Mientras tanto, en España se gestaba la moda del botellón. Años de deriva en materia educativa consentidos por los sucesivos gobiernos de Felipe González (tampoco corregidos por los de José María Aznar), confundieron a una parte de nuestra juventud con el fulgor de ese espectro llamado libertinaje. Fue puesta en entredicho la autoridad de los padres en el hogar, de los maestros en la escuela y de las fuerzas del orden público en las calles. Y ahora, después de los tumultos de Pozuelo de Alarcón, nuestra farisáica sociedad se rasga las vestiduras.
¿Estábamos todos dormidos cuando hace unos años una asonada similar arrasó Cáceres al intentar su alcaldesa controlar el botellón en la monumental capital extremeña? ¿Seguíamos amodorrados cuando año tras año constatamos que el mayor acontecimiento universitario en Sevilla, Granada, Santiago de Compostela o Vigo es un macrobotellón que deja esparcidas por el campus toneladas de basura y cascos vacíos, sobrecargando con decenas de intoxicaciones etílicas los sufridos servicios médicos de urgencias? ¿Acaso continuamos ababiecados cuando cada fin de semana asistimos atónitos a la masacre acaecida en nuestras carreteras, protagonizada por hermosos cadáveres que digirieron mal la mezcla de alcohol y velocidad automovilística? Para algunos políticos resulta demasiado sencillo seguir siendo guais, progres, tíos y tías de puta madre, mirando hacia otro lado mientras el problema social crece.

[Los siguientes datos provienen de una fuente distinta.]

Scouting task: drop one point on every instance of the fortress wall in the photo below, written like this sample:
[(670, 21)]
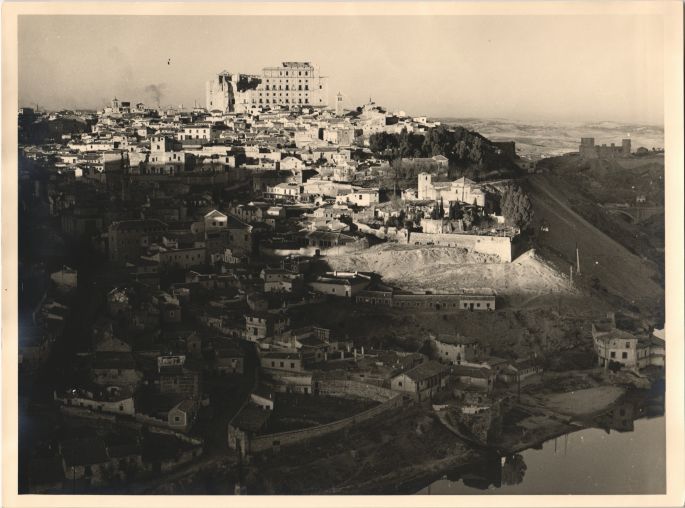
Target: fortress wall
[(498, 245)]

Prohibir hace perder votos. ¿En qué país de nuestro entorno se permiten mazadas colectivas semejantes? ¿Para cuando el tan cacareado pacto político nacional en materia de Enseñanza y Sanidad?...
¿O es que todavía pensamos que lo ocurrido en Pozuelo de Alarcón es un fenómeno sociocultural pasajero, una caralladita de los nenes pijos periféricos de Madrid tratando de acojonar a la policía?